El Niño Tracker - May 2016
El Niño conditions continued for a 15th straight month, but the peak intensity has long since passed and the event is moving toward ENSO-neutral status. Forecast discussions focused on the decline of atmospheric and oceanic anomalies that characterize an El Niño event, many of which are trending towards—or have nearly reached—ENSO-neutral status. Seasonal ENSO outlooks and forecasts have coalesced around the likely transition to La Niña conditions in fall or winter 2016. The spring predictability barrier—a time during seasonal transition that introduces a high degree of uncertainty into seasonal forecast models—makes identifying the exact timing of this transition difficult, but most models and forecasts center on the general framing of “Not if, but when?” regarding La Niña in 2016.

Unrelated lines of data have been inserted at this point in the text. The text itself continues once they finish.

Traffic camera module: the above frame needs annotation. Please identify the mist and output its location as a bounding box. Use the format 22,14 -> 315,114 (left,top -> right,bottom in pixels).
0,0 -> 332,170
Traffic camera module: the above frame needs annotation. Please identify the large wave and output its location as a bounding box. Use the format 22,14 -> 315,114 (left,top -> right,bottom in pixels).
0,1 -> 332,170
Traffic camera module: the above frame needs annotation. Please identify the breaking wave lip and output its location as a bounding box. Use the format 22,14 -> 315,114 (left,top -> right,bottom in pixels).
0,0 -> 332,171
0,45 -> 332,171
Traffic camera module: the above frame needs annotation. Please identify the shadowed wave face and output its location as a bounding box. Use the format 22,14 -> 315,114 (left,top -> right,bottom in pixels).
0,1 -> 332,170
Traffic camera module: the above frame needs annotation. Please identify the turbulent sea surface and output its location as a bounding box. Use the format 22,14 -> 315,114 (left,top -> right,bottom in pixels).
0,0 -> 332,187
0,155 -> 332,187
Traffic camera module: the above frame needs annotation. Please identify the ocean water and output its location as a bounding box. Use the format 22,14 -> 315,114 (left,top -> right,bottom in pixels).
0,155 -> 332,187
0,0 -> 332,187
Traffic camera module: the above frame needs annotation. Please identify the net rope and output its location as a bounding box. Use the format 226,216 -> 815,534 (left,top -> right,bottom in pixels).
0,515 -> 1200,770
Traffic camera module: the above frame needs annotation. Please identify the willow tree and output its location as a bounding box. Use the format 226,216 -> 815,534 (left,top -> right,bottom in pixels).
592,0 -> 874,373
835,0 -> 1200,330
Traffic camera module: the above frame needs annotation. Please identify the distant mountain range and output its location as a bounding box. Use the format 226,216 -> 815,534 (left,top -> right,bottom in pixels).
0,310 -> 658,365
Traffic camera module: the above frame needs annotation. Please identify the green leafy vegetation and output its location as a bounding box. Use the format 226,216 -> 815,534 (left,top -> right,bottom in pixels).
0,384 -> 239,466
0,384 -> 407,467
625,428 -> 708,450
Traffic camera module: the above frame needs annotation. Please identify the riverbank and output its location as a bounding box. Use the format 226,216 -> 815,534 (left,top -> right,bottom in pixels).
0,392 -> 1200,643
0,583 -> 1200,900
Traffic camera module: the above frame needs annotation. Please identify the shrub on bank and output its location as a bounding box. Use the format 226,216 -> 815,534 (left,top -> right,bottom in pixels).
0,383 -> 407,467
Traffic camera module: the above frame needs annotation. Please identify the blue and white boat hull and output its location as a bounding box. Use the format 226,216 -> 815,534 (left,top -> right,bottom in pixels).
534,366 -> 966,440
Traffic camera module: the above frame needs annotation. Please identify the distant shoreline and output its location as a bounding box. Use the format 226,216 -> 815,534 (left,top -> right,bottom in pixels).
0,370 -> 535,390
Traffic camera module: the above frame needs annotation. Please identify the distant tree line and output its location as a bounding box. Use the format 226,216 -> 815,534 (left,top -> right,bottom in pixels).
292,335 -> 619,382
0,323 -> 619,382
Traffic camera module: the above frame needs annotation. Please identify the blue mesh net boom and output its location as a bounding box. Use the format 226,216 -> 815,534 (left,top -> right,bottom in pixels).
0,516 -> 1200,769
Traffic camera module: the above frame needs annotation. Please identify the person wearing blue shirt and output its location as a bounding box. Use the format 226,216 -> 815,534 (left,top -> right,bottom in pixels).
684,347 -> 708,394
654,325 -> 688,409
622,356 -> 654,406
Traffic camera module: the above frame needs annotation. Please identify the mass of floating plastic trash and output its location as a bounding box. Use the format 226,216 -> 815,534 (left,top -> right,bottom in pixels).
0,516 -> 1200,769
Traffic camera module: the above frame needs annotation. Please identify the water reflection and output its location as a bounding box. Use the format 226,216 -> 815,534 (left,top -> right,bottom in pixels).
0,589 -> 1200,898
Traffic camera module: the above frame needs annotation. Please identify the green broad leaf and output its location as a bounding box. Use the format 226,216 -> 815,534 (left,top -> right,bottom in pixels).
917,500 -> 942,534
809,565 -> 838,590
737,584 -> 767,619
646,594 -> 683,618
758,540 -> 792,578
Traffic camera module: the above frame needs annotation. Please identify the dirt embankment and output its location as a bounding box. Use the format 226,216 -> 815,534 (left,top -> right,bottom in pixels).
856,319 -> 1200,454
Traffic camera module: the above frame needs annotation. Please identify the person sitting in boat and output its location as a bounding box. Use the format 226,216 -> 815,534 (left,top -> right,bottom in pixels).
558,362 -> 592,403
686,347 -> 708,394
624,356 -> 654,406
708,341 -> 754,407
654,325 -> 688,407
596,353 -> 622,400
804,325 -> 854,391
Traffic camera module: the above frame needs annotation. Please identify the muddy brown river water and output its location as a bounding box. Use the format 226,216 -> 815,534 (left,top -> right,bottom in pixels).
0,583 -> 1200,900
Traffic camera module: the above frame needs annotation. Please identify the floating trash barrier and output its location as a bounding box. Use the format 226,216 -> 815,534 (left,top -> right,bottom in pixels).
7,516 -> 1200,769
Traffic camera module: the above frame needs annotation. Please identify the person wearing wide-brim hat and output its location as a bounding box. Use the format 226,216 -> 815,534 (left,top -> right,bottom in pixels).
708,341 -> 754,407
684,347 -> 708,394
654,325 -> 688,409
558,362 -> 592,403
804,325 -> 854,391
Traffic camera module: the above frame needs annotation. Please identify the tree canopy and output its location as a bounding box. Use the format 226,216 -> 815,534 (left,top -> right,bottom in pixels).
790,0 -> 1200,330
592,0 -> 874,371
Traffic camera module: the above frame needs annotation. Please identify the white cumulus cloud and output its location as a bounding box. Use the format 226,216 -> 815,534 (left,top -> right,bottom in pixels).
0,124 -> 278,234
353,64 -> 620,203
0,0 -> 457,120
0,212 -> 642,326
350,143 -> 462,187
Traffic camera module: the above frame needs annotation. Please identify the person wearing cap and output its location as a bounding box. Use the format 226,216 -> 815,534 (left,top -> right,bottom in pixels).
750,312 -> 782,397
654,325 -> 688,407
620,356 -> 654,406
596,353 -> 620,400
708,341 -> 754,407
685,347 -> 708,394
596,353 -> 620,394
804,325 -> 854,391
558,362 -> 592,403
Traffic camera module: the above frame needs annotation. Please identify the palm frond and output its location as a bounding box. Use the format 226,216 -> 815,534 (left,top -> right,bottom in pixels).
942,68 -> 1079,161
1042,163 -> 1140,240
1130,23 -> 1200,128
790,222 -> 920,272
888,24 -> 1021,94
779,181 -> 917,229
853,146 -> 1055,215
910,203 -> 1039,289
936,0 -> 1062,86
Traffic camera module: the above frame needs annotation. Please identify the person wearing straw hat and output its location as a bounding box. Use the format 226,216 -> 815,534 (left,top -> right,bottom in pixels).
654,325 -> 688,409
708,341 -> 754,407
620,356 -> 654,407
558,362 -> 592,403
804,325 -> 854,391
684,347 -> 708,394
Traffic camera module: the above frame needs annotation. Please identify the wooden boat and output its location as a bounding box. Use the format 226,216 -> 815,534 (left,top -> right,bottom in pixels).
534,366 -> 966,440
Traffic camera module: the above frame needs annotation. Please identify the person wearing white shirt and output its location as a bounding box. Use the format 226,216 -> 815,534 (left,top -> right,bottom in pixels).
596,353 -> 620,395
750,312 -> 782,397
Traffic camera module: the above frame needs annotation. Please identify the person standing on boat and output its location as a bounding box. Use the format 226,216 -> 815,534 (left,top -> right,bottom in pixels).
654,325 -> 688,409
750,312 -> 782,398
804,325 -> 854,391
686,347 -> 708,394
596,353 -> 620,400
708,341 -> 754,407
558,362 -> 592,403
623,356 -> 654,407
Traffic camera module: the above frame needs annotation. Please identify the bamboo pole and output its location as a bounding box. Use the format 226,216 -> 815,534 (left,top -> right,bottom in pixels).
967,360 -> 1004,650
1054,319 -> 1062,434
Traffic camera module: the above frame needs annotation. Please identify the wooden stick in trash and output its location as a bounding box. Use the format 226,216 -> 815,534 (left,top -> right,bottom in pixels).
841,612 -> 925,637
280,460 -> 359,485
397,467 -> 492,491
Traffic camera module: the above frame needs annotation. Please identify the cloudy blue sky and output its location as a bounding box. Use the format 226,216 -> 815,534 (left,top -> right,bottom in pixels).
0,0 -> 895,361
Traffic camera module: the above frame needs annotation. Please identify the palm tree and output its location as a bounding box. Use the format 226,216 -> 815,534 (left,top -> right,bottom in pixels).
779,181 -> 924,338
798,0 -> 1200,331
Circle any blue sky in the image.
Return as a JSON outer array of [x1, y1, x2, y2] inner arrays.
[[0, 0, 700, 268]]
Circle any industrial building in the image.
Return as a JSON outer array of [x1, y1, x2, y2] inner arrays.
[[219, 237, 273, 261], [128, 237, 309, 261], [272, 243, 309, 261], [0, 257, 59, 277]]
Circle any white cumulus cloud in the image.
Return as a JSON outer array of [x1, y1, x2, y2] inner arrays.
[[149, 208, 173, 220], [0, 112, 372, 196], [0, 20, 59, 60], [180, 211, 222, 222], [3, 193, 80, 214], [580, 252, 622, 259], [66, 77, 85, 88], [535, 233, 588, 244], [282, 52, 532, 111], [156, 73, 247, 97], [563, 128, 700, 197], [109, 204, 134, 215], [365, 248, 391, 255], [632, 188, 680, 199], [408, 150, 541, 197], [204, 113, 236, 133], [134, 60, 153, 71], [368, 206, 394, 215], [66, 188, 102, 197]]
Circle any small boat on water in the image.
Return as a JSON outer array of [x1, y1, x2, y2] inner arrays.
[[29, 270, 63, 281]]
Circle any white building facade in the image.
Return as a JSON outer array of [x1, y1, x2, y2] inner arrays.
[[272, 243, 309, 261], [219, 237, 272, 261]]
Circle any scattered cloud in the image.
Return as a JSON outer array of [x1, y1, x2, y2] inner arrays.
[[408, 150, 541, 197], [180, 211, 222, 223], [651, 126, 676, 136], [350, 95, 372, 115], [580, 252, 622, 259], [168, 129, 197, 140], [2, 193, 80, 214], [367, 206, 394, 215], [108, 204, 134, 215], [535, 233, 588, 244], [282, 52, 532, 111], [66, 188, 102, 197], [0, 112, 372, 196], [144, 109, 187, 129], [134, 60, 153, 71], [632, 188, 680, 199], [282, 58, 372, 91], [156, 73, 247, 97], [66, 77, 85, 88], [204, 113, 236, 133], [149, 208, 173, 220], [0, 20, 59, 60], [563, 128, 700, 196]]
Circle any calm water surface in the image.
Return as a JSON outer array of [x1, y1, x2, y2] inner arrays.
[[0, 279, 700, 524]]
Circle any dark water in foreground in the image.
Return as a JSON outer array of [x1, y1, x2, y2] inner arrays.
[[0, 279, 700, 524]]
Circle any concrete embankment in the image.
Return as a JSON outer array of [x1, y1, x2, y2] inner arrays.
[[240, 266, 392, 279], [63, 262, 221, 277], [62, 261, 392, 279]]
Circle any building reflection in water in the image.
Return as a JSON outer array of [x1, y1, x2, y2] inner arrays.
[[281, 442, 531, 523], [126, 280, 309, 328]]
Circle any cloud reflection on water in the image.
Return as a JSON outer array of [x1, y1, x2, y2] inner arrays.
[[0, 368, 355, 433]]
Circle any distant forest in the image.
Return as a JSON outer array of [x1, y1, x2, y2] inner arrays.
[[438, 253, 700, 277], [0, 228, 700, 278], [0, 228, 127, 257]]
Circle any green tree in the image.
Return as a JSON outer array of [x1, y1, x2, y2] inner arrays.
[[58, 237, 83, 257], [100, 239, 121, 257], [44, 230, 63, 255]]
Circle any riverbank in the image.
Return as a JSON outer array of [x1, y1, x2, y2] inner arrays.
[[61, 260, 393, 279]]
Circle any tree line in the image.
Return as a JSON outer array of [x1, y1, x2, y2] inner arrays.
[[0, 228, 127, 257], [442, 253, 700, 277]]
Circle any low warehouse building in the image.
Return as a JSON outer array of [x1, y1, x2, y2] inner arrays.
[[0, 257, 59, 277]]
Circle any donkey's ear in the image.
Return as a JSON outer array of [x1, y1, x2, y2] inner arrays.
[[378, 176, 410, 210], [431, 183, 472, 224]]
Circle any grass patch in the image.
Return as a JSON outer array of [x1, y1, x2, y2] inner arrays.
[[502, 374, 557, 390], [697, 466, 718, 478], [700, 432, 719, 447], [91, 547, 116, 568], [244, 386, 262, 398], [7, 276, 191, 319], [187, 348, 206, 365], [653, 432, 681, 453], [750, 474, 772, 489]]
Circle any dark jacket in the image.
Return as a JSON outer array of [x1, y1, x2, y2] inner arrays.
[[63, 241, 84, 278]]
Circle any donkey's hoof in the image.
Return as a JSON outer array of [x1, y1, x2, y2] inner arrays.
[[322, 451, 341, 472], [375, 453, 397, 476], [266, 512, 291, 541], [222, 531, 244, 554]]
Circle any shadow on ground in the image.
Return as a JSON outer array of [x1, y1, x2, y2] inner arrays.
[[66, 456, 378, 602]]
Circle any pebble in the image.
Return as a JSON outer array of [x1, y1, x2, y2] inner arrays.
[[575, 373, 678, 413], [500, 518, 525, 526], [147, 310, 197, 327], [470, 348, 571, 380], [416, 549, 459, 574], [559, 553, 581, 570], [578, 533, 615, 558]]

On May 10, the Australian Bureau of Meteorology maintained its outlook at La Niña Watch status, noting that El Niño conditions had weakened to borderline neutral status and that there was a 50 percent probability of a La Niña event developing in 2016. On May 12, the Japan Meteorological Agency identified a decaying El Niño event that is expected to weaken to neutral conditions by late spring followed by a developing La Niña by summer 2016. On May 12, the NOAA-Climate Prediction Center (CPC) extended its El Niño Advisory and its La Niña Watch. The CPC identified current atmospheric anomalies as reflecting an ongoing but declining El Niño event, while oceanic anomalies were much more indicative of ENSO-neutral status. The CPC forecast an end to El Niño by early summer (i.e., a return to neutral conditions), with a 75 percent probability of a transition to La Niña in fall or winter 2016. On May 19, the International Research Institute for Climate and Society (IRI) and CPC forecasts described a rapidly declining El Niño event, with La Niña conditions more than likely developing by late summer (Fig. 3). The North American multi-model ensemble shows the current decline from strong to moderate El Niño status over the past few months, as well as the possibility of a relatively rapid swing to weak to moderate La Niña conditions by summer (Fig. 4).